Winston-Salem Mayor Allen Joines admits he’s frustrated with one of Forsyth County’s largest employers. He knows companies need to cut jobs in a downturn, but he says Dell Inc. should provide more details about the future of its local factory and how many it will employ. To get answers, he directed plant managers to appear before City Council this month.
They might disappoint him. The Round Rock, Texas-based computer maker doesn’t like discussing employment or wages even in good times. It asked the state to withhold that information five years ago, when it announced it would build the $115 million plant in exchange for as much as $280 million in state and local incentives. Now that times are tougher — net income fell 16% to $2.5 billion last year — it’s hard to imagine the company opening up more.
Dell acknowledged two rounds of layoffs in March and April but wouldn’t say how many workers were let go or how many remained. Joines says Dell cut about 150 employees in the first round and about 50 contract workers in the second. That leaves about 1,000 employees and 150 contract workers.
The plant must have 1,700 workers by October 2010, or Dell will have to return part of the $22.2 million in incentives it has received from the city and county. It won’t have to repay about $14.5 million for site preparation unless the plant closes before then. Half the remainder is safe because Dell met a requirement to invest at least $100 million. About $3.9 million is in doubt. How much Dell must repay depends on how far it falls short of its goal. At what Joines says is current employment, it would have to return about $1.2 million.
That’s not much of what it has received so far, but at least the local governments stand to get something back if things don’t work out. Of the $242 million in state incentives, only $8.8 million is tied to employment levels, with the rest coming from tax credits, training programs and other refunds — none of which will have to be returned.

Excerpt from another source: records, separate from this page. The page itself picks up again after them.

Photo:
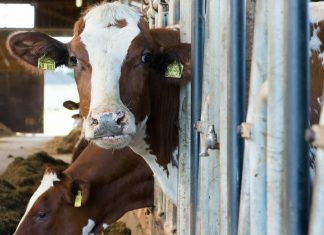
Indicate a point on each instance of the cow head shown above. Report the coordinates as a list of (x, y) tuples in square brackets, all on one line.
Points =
[(116, 63), (51, 205)]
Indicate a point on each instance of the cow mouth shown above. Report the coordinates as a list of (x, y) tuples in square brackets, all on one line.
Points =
[(113, 141)]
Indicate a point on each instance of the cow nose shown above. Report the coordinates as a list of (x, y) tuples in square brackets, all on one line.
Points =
[(120, 118), (109, 123)]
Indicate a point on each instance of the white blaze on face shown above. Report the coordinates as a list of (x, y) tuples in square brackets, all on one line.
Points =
[(46, 183), (107, 47)]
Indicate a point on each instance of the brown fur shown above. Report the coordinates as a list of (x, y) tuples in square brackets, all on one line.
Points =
[(316, 78), (112, 183)]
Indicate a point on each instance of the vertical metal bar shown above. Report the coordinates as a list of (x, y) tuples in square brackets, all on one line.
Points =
[(223, 117), (275, 138), (258, 76), (244, 216), (258, 196), (197, 50), (297, 117), (237, 111), (211, 101), (184, 172)]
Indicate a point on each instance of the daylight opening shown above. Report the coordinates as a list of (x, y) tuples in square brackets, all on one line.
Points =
[(17, 15)]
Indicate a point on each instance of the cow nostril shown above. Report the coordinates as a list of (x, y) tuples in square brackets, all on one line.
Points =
[(121, 118), (94, 121)]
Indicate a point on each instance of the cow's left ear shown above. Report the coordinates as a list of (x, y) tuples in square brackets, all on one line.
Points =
[(29, 47), (77, 192), (174, 62)]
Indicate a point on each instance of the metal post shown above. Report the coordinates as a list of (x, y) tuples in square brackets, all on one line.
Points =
[(275, 138), (184, 172), (237, 110), (197, 50), (258, 76), (317, 213), (297, 117)]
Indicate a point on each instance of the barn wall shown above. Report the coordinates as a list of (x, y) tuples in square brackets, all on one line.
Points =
[(21, 94)]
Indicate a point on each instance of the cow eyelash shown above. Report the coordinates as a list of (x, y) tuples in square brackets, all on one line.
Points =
[(41, 215), (146, 57), (73, 61)]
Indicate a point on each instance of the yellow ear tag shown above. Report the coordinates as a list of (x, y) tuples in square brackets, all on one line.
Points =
[(78, 199), (46, 63), (174, 70)]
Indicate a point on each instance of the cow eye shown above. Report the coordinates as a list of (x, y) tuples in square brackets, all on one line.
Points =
[(41, 215), (146, 57), (73, 61)]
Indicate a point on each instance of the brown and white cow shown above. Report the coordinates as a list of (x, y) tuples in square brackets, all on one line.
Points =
[(111, 183), (128, 79)]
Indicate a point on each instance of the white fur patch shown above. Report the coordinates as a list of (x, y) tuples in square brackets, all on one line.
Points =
[(168, 183), (316, 11), (88, 228), (46, 183), (315, 42), (107, 48)]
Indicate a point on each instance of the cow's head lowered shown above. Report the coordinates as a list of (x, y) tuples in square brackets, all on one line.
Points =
[(93, 192), (119, 65)]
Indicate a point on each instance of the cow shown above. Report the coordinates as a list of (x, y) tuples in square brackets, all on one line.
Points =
[(128, 78), (82, 143), (108, 184)]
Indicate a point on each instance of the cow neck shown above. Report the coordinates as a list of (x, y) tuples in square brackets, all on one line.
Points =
[(162, 123), (120, 182)]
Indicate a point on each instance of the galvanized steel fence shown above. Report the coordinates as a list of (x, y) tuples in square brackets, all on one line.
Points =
[(255, 179)]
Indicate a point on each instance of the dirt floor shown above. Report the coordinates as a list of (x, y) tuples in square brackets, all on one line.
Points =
[(21, 171)]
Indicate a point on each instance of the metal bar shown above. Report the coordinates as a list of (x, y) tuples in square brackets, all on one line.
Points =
[(223, 117), (258, 199), (258, 73), (275, 138), (237, 111), (211, 67), (184, 172), (197, 50), (297, 116), (317, 213)]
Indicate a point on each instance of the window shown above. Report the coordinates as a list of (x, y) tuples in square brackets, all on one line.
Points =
[(17, 16)]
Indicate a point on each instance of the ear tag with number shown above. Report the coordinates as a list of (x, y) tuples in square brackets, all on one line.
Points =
[(46, 63), (78, 199), (174, 70)]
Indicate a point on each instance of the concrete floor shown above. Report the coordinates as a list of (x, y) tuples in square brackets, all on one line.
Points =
[(22, 146)]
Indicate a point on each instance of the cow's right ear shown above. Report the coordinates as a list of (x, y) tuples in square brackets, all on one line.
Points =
[(29, 47)]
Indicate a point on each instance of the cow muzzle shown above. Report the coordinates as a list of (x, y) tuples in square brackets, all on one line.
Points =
[(110, 128)]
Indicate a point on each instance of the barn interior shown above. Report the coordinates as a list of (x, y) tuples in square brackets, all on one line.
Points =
[(32, 117)]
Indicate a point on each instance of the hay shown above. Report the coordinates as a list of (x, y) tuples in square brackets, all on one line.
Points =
[(65, 144), (5, 131), (118, 228)]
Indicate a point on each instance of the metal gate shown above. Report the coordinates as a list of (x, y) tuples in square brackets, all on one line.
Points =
[(255, 179)]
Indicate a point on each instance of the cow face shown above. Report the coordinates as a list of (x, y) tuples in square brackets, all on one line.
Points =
[(52, 204), (116, 62)]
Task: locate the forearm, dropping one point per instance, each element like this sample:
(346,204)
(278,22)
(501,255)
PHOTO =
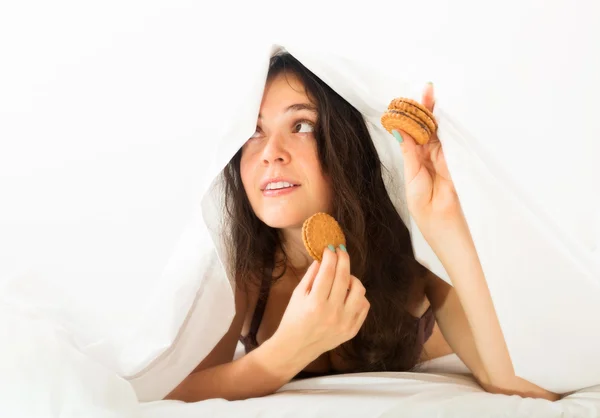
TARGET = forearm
(259,373)
(485,350)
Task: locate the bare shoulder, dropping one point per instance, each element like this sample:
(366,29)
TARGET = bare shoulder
(436,288)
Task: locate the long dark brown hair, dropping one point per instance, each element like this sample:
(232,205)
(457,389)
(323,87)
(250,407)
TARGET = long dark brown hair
(377,239)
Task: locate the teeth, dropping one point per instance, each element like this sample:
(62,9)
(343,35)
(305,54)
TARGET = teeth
(278,185)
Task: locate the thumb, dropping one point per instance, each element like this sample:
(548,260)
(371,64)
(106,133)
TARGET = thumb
(412,164)
(309,277)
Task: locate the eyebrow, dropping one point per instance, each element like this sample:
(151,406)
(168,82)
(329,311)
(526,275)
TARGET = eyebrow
(296,107)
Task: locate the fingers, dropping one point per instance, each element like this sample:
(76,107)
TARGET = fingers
(428,97)
(325,276)
(355,296)
(307,281)
(341,283)
(412,163)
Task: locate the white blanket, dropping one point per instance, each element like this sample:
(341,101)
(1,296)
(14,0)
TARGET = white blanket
(519,130)
(58,381)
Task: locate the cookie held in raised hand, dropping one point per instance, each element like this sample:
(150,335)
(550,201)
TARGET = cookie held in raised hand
(319,231)
(411,117)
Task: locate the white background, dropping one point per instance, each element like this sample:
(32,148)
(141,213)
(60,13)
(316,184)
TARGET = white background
(110,111)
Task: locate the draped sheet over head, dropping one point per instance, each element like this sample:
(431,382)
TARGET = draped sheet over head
(544,278)
(531,264)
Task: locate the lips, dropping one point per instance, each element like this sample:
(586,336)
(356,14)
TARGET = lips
(278,183)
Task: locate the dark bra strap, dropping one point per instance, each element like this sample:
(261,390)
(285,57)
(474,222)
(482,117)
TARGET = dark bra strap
(261,303)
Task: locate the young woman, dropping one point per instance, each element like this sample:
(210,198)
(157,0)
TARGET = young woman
(367,307)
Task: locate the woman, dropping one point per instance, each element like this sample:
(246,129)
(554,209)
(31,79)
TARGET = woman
(367,307)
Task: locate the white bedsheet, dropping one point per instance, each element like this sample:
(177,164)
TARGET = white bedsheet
(60,381)
(442,390)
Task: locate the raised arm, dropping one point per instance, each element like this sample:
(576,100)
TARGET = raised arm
(466,316)
(465,312)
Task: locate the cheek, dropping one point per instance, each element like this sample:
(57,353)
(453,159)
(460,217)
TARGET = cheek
(246,170)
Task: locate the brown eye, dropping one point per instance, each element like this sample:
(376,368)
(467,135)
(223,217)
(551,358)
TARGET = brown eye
(304,127)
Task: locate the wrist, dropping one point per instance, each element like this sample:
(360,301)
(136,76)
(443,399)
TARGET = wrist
(284,358)
(441,230)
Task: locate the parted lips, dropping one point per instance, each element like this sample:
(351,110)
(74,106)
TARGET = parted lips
(319,231)
(411,117)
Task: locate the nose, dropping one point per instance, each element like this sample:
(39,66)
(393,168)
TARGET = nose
(275,150)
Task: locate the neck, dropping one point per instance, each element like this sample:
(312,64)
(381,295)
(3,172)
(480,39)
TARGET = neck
(297,256)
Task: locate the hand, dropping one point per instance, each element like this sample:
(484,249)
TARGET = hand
(430,192)
(326,309)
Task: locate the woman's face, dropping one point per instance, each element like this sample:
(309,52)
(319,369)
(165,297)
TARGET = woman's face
(280,167)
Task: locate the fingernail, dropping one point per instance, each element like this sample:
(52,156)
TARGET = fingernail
(397,136)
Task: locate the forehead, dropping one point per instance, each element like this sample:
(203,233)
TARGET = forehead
(283,90)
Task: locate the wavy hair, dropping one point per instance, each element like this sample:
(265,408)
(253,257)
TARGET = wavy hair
(377,240)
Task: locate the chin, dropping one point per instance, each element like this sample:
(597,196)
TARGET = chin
(282,220)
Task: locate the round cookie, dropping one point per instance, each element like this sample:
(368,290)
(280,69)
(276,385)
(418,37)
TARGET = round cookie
(411,117)
(319,231)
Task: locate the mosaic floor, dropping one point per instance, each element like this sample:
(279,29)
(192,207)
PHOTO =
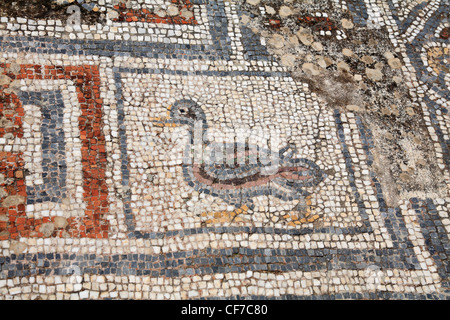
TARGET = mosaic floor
(195,149)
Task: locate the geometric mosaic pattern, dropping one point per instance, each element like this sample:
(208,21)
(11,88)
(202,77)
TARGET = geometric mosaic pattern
(97,200)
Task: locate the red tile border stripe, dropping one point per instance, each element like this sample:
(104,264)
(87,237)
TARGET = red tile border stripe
(13,221)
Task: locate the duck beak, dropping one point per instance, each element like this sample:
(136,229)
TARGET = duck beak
(165,122)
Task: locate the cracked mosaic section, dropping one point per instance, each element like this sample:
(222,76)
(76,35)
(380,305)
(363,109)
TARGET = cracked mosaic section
(253,149)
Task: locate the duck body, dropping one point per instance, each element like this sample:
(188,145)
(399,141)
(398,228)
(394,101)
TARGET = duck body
(236,173)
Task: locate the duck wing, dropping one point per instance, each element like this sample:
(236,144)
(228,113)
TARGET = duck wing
(238,161)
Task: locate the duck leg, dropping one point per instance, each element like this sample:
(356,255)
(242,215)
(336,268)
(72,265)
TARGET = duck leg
(302,213)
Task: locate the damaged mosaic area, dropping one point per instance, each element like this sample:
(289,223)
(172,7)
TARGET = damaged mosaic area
(193,149)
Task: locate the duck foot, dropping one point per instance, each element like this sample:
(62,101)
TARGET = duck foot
(226,216)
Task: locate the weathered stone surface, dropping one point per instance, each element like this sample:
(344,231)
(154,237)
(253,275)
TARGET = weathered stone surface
(60,222)
(18,247)
(374,74)
(47,229)
(347,24)
(13,200)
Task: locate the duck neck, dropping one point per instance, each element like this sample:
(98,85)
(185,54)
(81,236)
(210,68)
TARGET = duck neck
(198,133)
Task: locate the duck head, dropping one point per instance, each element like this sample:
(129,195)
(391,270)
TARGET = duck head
(182,112)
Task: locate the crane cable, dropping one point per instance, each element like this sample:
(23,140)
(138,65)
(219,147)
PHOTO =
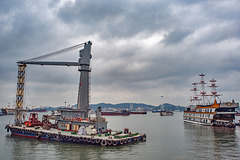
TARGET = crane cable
(56,52)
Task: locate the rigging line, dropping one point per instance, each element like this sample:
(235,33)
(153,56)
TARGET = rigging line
(56,52)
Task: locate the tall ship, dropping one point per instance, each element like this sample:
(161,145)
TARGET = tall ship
(71,125)
(207,109)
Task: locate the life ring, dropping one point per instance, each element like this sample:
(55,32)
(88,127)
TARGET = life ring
(144,136)
(110,142)
(70,138)
(98,140)
(93,141)
(63,137)
(104,142)
(135,138)
(88,140)
(38,135)
(121,142)
(66,138)
(115,142)
(48,135)
(78,139)
(81,139)
(74,139)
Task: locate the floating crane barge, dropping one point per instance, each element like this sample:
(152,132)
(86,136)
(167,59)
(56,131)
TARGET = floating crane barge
(71,125)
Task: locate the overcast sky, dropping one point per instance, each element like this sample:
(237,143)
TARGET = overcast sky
(141,50)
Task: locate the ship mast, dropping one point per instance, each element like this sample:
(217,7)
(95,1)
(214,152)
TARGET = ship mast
(213,89)
(195,99)
(202,83)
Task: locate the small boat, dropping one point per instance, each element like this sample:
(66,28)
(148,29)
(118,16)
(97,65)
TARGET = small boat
(115,113)
(138,112)
(156,111)
(166,113)
(219,114)
(37,110)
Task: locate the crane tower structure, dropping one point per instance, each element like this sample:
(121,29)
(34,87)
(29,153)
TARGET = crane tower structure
(84,69)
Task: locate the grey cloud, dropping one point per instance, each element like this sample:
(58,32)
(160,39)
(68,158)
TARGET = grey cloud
(176,36)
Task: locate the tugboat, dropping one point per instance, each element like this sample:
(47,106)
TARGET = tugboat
(202,111)
(166,113)
(116,113)
(71,125)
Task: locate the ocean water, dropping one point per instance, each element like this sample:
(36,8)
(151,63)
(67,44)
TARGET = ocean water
(168,138)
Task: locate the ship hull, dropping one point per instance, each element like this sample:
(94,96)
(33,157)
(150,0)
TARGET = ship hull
(64,136)
(138,112)
(115,113)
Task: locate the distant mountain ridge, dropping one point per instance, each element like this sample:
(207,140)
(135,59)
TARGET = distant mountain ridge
(165,106)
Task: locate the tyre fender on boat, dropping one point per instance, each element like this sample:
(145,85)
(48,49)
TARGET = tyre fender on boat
(104,142)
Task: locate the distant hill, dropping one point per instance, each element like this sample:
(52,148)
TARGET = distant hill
(165,106)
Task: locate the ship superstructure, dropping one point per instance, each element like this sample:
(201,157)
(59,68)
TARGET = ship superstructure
(71,125)
(207,109)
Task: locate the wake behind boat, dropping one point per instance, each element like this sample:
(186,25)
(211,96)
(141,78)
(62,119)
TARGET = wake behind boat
(116,113)
(166,113)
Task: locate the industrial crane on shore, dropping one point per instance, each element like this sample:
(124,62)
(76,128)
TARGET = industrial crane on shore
(84,69)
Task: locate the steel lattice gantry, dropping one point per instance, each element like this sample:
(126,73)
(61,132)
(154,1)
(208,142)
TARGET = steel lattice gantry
(20,93)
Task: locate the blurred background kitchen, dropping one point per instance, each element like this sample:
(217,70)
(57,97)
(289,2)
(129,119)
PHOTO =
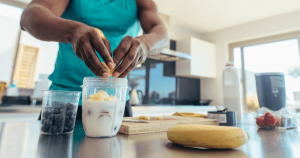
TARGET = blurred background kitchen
(257,35)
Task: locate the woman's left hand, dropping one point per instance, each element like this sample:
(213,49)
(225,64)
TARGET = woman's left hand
(131,51)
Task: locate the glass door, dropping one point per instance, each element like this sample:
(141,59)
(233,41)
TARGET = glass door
(279,56)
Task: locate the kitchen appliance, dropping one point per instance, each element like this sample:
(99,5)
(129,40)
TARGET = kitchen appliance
(161,125)
(135,99)
(271,90)
(232,98)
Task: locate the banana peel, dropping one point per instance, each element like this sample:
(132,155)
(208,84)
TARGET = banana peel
(185,114)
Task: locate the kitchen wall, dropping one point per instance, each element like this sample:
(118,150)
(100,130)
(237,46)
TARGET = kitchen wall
(212,88)
(47,56)
(179,33)
(9,35)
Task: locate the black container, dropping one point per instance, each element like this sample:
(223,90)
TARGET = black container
(271,90)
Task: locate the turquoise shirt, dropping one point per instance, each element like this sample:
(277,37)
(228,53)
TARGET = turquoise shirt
(115,18)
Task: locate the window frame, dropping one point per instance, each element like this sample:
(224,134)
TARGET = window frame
(22,5)
(257,41)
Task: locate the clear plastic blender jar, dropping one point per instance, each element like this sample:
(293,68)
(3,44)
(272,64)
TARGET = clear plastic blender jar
(103,104)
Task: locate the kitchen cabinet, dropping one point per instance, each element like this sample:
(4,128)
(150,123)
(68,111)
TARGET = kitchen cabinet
(203,59)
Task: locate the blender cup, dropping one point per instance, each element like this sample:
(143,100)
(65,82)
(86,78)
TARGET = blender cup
(59,111)
(103,104)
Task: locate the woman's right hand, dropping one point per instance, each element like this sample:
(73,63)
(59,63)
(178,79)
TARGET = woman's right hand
(85,41)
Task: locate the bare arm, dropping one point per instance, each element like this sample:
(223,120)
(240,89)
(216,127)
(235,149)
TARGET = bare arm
(41,18)
(134,51)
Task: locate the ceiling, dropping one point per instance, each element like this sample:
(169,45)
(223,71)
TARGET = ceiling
(211,15)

Joines takes comfort that local governments insisted on clawbacks, though it wasn’t an easy process. “It took us six months to nail down. But in retrospect, it was a solid, well-written agreement that provides remedies if certain hurdles aren’t reached.”
Back to class
When she became UNC Greensboro chancellor in August, Linda Brady might have figured her teaching days were behind her. Not so fast. UNC system budget woes are forcing Brady and other UNCG administrators to return to the classroom. She’ll teach a course in international negotiations during the 2010 spring semester, filling a need in the school’s political-science department. UNCG will cut 109 jobs, 59 of them faculty, as part of its efforts to save about $10 million — more than 6% of its budget. Brady also has taught at the University of Oregon, where she was senior vice president and provost, Vanderbilt University and N.C. State.